Construction of a pavilion, a "musical playground," and walking and biking trails at a re-imagined Levee Park will mark the start of a new life for Hastings' downtown and riverfront.

That is what officials would like to see, at least.

The city's Economic Development and Redevelopment Authority hired Bolton & Menk, a Mankato-based engineering firm, to develop plans for an estimated $4 million worth of improvements to the riverside park and surrounding streets and alleys.

It's part of an ambitious revitalization project called "Beginning a Riverfront Renaissance." The second of two public hearings on the plan is scheduled for Monday's City Council meeting.

"That park component is open green space that abuts our downtown area, and the idea behind it is to try to revitalize some of that space and to invite members of the community and visitors to that space," Parks and Recreation Director Chris Jenkins said last week.

One goal, he added: "Visitors down there would then spill off into the downtown district and help support businesses there."

The local Rotary Club is raising money to build an amphitheater-style pavilion with seating area, adjacent to an existing veterans memorial, he said.

Once the plan is better defined, Jenkins said, city finance officials will decide how to fund the rest of the improvements to the 3-acre park.

That includes construction of a labyrinth and skating rink, a section that would have outdoor musical equipment, landscaping and lighting.
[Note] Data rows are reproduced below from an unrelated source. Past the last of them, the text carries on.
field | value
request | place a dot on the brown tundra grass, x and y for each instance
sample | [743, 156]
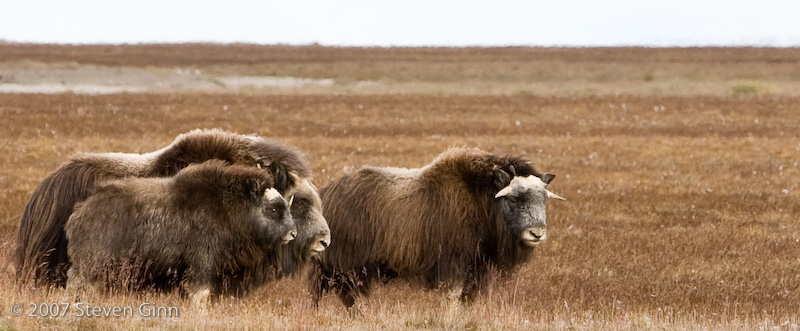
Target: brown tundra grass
[683, 210]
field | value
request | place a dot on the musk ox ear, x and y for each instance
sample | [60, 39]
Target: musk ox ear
[501, 178]
[547, 178]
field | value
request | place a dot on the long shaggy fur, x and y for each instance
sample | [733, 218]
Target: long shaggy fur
[41, 250]
[210, 227]
[436, 225]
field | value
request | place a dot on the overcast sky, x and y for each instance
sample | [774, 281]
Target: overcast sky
[407, 22]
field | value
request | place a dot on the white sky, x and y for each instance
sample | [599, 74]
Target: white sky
[407, 22]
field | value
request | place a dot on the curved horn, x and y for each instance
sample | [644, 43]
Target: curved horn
[551, 195]
[504, 192]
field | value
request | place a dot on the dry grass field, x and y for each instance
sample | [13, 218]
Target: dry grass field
[681, 168]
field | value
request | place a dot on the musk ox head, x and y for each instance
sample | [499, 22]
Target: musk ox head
[522, 204]
[313, 234]
[276, 224]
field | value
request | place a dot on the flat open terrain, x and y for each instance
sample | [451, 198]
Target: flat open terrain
[681, 168]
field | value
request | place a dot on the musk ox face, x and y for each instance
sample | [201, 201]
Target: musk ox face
[313, 235]
[522, 205]
[276, 223]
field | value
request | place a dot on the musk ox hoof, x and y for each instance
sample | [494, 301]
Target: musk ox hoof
[201, 298]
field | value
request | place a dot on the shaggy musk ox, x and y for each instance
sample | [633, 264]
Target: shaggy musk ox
[42, 245]
[440, 225]
[210, 228]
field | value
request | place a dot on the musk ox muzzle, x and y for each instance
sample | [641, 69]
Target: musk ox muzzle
[523, 205]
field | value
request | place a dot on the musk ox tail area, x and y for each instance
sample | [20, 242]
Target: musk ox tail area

Expansion and realignment of bike and pedestrian trails also are planned.

"The park has been stagnant for a number of years," Jenkins said.

In addition, several nearby roads and alleys will be resurfaced.
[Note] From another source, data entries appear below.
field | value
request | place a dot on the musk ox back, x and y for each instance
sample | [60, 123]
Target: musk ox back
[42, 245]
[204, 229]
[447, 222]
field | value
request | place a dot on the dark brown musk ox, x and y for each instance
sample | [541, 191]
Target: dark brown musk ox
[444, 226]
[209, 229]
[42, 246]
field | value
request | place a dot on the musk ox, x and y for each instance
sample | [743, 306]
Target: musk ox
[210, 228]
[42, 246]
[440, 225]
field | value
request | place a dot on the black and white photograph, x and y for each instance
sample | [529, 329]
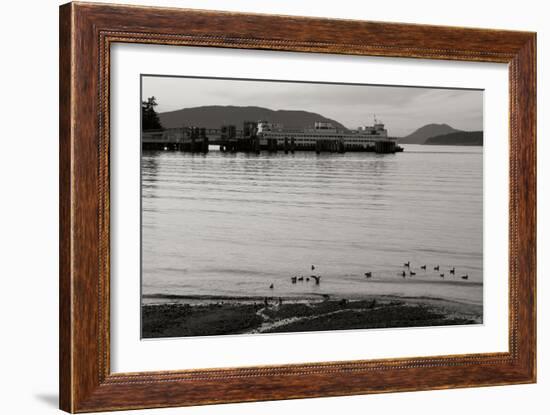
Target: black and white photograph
[277, 206]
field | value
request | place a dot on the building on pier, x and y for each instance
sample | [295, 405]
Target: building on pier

Among the new projects being counted on to revitalize both the riverfront and downtown are the construction of a new playground near the historic train depot and the planned refurbishment of the former H.D. Hudson Manufacturing Co. building.
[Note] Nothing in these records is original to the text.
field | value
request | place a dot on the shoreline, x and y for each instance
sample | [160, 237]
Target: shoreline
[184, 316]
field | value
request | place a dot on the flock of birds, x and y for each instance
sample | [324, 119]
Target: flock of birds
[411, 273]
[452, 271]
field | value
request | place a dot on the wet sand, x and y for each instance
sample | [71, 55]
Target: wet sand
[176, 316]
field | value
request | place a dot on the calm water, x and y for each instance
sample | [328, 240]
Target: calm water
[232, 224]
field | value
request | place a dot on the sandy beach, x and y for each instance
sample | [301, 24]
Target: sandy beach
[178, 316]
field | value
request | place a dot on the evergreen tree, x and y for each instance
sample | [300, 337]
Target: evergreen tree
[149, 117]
Those plans are expected to be firmed up with the release of a feasibility study this fall.

Pam Holzem, a real estate agent and longtime economic authority member, said she is enthused about the proposed development.

"It's just a win-win," said Holzem, who owns two downtown businesses and two buildings. "For the many years that I've sat on the commission, we've constantly been revitalizing the downtown area with parking lots and areas for the public and now we're actually seeing those areas are going to be developed into something very nice and inviting."